Pengamat pasar uang, Edwin Sinaga di Jakarta, Rabu mengatakan, koreksi harga terhadap rupiah dinilai wajar, karena mata uang lokal itu sedang mencari keseimbangan baru. Meski demikian rupiah akan berada dalam kisaran yang sempit antara Rp 9.550-Rp 9.600 per dollar AS.
Menurut Edwin Sinaga, rupiah kemungkinan akan kembali melemah hingga mencapai Rp 9.700 per dollar. Pada posisi itu kemungkinan Bank Indonesia (BI) akan masuk pasar melakukan intervensi. "BI juga tidak menginginkan rupiah terpuruk lebih jauh, meski pemerintah telah menetapkan kurs rupiah pada 2010 sebesar Rp 10.000 per dollar," ucapnya.
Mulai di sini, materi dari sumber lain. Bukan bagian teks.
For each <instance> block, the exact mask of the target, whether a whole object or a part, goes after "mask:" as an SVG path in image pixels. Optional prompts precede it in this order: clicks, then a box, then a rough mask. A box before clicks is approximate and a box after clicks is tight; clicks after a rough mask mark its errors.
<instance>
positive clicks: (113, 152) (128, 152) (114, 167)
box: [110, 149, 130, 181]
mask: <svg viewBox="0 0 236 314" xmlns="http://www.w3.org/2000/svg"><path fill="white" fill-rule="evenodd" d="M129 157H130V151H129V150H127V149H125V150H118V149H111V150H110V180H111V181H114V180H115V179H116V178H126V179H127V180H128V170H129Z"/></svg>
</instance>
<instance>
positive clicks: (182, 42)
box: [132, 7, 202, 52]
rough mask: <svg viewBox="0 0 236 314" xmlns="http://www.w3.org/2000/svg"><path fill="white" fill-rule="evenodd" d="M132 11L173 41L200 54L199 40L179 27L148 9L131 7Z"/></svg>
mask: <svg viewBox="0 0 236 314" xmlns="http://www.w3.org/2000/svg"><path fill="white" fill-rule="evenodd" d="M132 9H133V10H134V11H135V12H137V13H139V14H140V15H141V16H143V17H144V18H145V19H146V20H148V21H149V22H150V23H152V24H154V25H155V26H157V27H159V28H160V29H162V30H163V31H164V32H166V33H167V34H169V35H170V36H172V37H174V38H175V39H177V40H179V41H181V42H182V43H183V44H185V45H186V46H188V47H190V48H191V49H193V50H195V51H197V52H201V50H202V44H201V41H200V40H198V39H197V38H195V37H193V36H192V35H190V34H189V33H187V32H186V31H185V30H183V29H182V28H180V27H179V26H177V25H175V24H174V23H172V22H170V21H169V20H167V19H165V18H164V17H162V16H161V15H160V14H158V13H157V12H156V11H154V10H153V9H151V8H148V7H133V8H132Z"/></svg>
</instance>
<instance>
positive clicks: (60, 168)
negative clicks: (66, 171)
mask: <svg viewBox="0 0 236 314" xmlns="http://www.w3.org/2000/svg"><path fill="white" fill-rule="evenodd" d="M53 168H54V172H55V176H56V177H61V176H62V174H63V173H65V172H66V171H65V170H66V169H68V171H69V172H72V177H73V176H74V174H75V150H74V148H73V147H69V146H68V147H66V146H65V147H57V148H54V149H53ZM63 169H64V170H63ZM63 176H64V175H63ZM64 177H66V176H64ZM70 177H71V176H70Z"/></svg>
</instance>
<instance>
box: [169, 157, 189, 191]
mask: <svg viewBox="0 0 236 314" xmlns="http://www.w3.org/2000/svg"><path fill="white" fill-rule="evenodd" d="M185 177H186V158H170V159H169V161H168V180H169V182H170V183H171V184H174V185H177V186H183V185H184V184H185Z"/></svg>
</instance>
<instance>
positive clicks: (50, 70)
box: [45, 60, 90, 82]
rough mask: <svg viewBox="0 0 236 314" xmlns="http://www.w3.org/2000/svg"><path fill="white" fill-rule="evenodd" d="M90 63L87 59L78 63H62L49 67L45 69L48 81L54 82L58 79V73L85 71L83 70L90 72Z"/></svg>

Ditanya apakah rupiah akan bisa mencapai Rp 9.000 per dollar, menurut dia sulit bagi rupiah untuk bisa mencapai angka tersebut pada akhir tahun ini. "Apalagi bursa regional melemah, akibat merosotnya saham-saham Wall Street mengakibatkan faktor positif terhadap pasar domestik, sulit diperoleh, bahkan cenderung menekan mata uang Indonesia itu," katanya.
Rupiah akan terlihat apakah masih dapat bergerak naik apabila bursa Wall Street menguat, yang didukung oleh masuknya sejumlah besar investor asing bermain di pasar domestik. "Kami optimis apabila muncul faktor positif, maka rupiah akan menguat namun kenaikan itu agak tertahan, karena tidak seperti yang terjadi sebelumnya," ucapnya.